- En octobre 2021, un village du Haut-Uele a été détruit pour permettre l’expansion d’une exploitation par Kibali Gold Mines SA
- Les habitants de ce village disent ne pas avoir été prévenus en amont. Leurs maisons ont été détruites et certains affirment avoir été malmenés
- Des personnes ont été tuées lors des manifestations qui ont suivi
- N’ayant été ni relogés ni indemnisés les habitants de Mege ont porté plainte et vivent désormais comme des sans domicile fixe (SDF)
En octobre 2021, le village de Mege, situé dans la province du Haut-Uele, en République démocratique du Congo (RDC), a été détruit par la société minière, Kibali Gold Mines SA (KGM), avec l’appui du gouvernement provincial. Pascal Amuler, un de ces habitants, s’en souvient comme si c’était hier : « C’était le matin du 20 octobre. J’ai été surpris de voir la présence de la police et des militaires dans les rues. Il y avait aussi de grosses machines excavatrices. D’un coup, sans avertissement, ils ont commencé à démolir nos maisons. Ça a été terrible. Il y a eu une vraie débandade. Hommes, femmes et enfants couraient dans tous les sens. Nous avons essayé de vider nos maisons, de sauver tout ce que nous pouvions : les meubles, les vêtements. Nous n’avions pas d’arme pour nous défendre. Ceux qui ont tenté de résister ou qui se sont plaints se sont fait taper dessus et embarquer par la police. Ils en a été de même pour ceux qui ont voulu filmer la scène. Nous ne pouvions pas résister. »
Depuis, ce père de famille et ses quatre enfants continuent de vivre à Mege, à l’endroit même où se trouvait leur maison. « Nous sommes restés sur place. Nous ne savons pas où aller. J’ai construit un abri avec des bâches et de la tôle. C’est très précaire. Mais nous n’avons pas le choix, la vie est difficile depuis, surtout avec les intempéries. Nous n’avons jamais reçu d’aide humanitaire ni du gouvernement ni de la société Kibali Gold Mines. »

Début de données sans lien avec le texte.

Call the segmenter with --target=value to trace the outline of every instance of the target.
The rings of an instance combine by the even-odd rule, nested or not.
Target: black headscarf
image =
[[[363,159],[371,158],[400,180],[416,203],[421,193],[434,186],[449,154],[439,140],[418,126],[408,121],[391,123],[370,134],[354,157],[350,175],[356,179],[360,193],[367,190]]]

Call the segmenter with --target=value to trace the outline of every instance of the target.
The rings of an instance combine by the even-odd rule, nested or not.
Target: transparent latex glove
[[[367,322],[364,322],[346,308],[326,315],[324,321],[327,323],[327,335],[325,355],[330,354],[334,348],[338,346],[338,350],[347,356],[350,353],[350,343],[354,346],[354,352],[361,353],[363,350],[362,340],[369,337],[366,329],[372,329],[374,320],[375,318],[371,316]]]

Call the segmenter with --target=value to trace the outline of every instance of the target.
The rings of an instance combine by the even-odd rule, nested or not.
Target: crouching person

Il n’est pas le seul. Plus d’un an après la destruction de leur village, les habitants de Mege n’ont pas été relogés. L’ONG belge Avocat sans frontières, qui leur offre une aide juridique, dénombre la destruction de 947 maisons, d’une école, de deux commerces et de trois églises.

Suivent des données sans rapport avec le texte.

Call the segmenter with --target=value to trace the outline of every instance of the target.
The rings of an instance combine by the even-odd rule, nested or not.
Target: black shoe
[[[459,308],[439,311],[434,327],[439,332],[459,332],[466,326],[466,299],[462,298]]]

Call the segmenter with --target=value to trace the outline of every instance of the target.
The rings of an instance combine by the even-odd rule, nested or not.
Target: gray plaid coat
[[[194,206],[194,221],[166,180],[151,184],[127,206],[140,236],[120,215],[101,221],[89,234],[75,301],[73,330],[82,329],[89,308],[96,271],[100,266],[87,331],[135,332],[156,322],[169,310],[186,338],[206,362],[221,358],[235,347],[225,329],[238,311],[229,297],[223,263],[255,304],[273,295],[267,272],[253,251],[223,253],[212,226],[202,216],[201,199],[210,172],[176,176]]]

Des « constructions anarchiques »
Mege est situé sur une partie de la concession minière de KGM appelée « zone B d’exclusion. » Il s’agit d’une partie du périmètre dédiée exclusivement aux activités minières qui n’était pas encore exploitée par l’entreprise. Un gisement aurifère ayant été trouvé dans cette zone, la mine prévoyait d’étendre ses activités hautement lucratives. Mais pour cela, il a fallu détruire les maisons. Cette décision, elle la justifie en évoquant la non-existence officielle du village. « Il s’agissait de constructions anarchiques. Sur une carte vous ne verrez nulle part une circonscription administrative qui répond au nom de Mege », déclare Cyrille Mutombo, le représentant de Barrick Gold Corporation, en RDC. Cette grande multinationale exploite la mine d’or de Kibali. « Ces gens se sont installés à Mege entre 2015 et 2018 alors que l’État nous avait déjà octroyés la concession. On s’est plaint au gouvernement. Ils ont laissé l’affaire traîner pendant 5 ans. Les autorités ont finalement demandé à ces gens de partir plusieurs fois avant de détruire ces maisons qui étaient là illégalement », explique-t-il. Pour lui, KGM n’a aucune obligation de les reloger.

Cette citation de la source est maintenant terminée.